Sunday, September 7, 2008

an open letter to my lover

who is not my lover. a letter of the deepest regret.

Yes, I feel this way. Yes, I have felt this way before. And I feel it AGAIN. and it is what it is.

It is this time, with this YOU. I am walking in the forest and I see my life before me empty of YOU. Tears come because I cannot...the pain of the emptiness, of this void, is the worst emotional pain I have experienced.

Realism...the practical reality is that nothing worked. there was harmony, but followed so closely by disharmony and dissatisfaction I am embarrassed...I have so much regret for these negative states of mind which I allowed to be expressed to you. Thinking you would see through me, love me through me no matter how I appeared. Because that's how I feel about you. I loved you before we met. To me it was an obvious and easy coming together in which we would deal with whatever challenges for the mutual benefit of our own growth and Love.

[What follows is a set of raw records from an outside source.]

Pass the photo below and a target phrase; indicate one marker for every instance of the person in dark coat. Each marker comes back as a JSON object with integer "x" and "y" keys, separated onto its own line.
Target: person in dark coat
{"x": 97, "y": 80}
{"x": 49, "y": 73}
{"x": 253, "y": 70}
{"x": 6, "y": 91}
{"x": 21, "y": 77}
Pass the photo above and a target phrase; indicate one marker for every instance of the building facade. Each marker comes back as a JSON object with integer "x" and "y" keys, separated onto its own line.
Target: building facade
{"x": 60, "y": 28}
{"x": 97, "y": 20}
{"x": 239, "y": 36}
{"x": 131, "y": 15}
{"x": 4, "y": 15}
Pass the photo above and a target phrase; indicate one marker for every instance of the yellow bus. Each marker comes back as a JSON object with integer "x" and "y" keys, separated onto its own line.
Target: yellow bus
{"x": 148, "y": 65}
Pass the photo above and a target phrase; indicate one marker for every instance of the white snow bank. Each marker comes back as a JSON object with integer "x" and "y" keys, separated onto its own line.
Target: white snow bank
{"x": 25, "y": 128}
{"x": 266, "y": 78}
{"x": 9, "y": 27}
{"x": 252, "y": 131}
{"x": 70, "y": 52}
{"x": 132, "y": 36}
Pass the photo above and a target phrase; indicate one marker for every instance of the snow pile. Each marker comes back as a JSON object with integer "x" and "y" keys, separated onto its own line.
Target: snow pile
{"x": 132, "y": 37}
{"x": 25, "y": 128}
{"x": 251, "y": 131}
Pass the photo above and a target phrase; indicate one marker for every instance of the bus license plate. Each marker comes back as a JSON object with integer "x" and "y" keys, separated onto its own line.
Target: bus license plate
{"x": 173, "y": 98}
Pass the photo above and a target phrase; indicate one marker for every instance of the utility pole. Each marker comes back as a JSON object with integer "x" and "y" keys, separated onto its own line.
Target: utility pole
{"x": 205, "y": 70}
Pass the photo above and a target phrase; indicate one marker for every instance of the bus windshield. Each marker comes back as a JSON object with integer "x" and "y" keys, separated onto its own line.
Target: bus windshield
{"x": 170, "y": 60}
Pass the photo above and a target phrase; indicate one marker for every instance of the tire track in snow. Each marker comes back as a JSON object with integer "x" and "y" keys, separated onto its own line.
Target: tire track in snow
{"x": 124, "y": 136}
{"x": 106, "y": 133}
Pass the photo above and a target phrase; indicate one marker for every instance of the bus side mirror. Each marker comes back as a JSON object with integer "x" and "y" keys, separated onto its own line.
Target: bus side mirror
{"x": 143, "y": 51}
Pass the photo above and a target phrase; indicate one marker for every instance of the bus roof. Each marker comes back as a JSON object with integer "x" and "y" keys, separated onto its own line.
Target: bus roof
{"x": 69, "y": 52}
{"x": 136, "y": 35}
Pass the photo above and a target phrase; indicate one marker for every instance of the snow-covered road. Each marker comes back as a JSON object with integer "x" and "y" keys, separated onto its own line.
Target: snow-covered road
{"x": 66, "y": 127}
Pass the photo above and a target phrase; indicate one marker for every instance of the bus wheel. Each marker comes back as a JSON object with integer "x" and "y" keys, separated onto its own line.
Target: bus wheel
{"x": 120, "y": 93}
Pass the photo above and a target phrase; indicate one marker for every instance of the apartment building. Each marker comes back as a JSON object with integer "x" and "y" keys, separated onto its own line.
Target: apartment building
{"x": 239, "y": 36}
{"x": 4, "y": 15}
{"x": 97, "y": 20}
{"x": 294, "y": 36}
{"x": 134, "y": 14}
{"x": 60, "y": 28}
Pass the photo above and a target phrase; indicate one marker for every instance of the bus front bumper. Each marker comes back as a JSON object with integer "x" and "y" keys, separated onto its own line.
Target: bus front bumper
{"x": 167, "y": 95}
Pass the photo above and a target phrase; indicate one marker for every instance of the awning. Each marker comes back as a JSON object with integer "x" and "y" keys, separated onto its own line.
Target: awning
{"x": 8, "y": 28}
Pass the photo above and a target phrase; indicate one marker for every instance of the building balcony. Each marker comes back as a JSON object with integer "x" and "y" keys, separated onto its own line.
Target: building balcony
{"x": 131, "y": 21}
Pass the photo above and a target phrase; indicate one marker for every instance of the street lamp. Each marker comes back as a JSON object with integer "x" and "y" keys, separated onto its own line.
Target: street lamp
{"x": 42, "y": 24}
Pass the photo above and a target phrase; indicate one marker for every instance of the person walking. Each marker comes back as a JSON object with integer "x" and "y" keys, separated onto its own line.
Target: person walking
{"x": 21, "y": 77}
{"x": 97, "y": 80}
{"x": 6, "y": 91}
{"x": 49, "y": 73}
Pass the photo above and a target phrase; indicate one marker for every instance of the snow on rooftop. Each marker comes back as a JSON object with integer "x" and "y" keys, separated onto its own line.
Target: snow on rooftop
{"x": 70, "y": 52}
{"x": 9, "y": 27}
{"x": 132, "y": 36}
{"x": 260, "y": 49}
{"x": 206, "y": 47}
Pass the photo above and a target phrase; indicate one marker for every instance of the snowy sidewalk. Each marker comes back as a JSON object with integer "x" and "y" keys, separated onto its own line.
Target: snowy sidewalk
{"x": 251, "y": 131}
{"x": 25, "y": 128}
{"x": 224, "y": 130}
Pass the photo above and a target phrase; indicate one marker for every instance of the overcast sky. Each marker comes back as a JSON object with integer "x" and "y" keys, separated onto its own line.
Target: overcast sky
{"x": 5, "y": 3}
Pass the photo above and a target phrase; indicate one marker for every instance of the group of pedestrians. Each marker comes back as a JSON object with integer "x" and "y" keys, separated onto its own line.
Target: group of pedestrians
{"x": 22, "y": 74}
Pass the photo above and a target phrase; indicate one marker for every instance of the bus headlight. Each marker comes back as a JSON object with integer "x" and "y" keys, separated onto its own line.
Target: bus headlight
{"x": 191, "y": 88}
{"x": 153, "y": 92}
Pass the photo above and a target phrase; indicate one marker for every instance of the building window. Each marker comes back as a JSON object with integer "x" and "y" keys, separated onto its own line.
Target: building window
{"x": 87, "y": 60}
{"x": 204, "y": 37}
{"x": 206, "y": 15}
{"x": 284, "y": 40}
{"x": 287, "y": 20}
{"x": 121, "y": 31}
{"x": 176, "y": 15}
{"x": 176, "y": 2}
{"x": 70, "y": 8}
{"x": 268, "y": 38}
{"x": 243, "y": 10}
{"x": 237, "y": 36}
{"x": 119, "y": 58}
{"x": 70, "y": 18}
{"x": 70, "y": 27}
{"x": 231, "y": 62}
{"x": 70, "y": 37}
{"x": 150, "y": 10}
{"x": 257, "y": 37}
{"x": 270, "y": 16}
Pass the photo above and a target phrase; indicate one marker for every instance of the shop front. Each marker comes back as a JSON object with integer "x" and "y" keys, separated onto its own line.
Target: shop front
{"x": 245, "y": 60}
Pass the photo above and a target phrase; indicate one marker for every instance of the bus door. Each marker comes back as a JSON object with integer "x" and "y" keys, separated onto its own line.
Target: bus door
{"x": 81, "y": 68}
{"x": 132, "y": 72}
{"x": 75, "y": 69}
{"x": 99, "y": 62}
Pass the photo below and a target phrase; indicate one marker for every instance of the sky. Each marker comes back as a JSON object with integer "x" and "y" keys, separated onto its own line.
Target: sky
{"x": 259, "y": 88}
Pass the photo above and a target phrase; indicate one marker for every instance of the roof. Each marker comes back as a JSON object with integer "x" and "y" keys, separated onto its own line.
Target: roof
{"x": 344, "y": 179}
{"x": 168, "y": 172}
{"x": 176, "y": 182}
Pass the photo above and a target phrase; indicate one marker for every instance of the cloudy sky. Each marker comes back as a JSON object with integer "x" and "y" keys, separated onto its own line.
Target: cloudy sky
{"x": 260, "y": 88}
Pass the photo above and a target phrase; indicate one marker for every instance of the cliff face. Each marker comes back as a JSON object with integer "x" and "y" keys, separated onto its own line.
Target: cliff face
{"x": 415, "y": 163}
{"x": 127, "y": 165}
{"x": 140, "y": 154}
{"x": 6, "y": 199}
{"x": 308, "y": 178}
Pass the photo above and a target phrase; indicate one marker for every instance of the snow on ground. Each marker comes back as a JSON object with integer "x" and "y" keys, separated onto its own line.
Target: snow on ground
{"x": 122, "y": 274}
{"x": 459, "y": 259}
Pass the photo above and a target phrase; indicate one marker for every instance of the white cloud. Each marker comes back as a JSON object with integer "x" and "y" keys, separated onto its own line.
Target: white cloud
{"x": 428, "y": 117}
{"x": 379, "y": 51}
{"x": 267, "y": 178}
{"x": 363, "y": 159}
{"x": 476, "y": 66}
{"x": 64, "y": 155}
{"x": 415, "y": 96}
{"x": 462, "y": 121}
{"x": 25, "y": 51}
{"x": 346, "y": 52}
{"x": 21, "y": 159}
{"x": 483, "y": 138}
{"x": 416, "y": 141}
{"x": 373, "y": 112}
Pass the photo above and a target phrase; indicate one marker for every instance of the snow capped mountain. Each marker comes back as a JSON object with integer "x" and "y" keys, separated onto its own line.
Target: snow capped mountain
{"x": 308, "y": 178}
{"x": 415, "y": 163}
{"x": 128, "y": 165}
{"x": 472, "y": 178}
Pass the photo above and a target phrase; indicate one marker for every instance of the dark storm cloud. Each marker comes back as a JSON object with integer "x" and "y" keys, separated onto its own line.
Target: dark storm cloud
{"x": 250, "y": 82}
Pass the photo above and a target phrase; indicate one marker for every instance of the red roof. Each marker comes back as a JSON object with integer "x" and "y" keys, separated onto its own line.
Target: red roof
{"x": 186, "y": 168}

was I so wrong? That the rules are not what I thought they were. It matters. It matters. It matters what I said, how I looked, how I treated you, as those things all mattered very much to me. Oh god. I would try forever.

If it is the best...if this is the best you can be for me because it is the best for you...then I can only hope to meet you in the land of self realization. I don't know. Painfully I do not know. If only I knew how to be that you might love me...

Almost all of my closest advisors say this is holding on, they warned me from continuing with you from the beginning. They scared me from opening myself to me as they called you names and warned me that if we did get involved I would probably freak out and it would then be so hard to get away. How could I fear such a thing with a man as like the air as you?

I don't know about my advisers. How I prayed pray pray to know myself. That someone would know me. How can anyone know me before I know myself? and how can I know who I am as I judge and evaluate every little thing?

God please it hurts. It hurts and there are beautiful trees and the forest and the birds singing all around. And the river rushing, and the people there smiling with their family and it just keeps on hurting. The pain is like a cross, and the problem is that I believed the others that I would be better off free of the cross altogether. But I don't know...how can this be? God may I offer all of my ignorance, as vast as it is, to you? Would you accept it, from such a low life as I am?

Yes, freedom from the cross must be the goal. The spiritual goal mirrors the life goal...more space, more freedom of choice...God oh God how could that fall apart? How could it just...fall apart...

A friend said she spent five years trying to get someone who didn't want her to want her. How painful...she said all her relationships, no matter what she did, would just fall apart in her hands. So it may pass. I consoled myself remembering that all this too will pass. I can let go the pain of the attachment to a man. Music consoles me. the thought of his happiness consoles me.

and it is all a crazy reflection. Happiness is important. It does matter. I love you.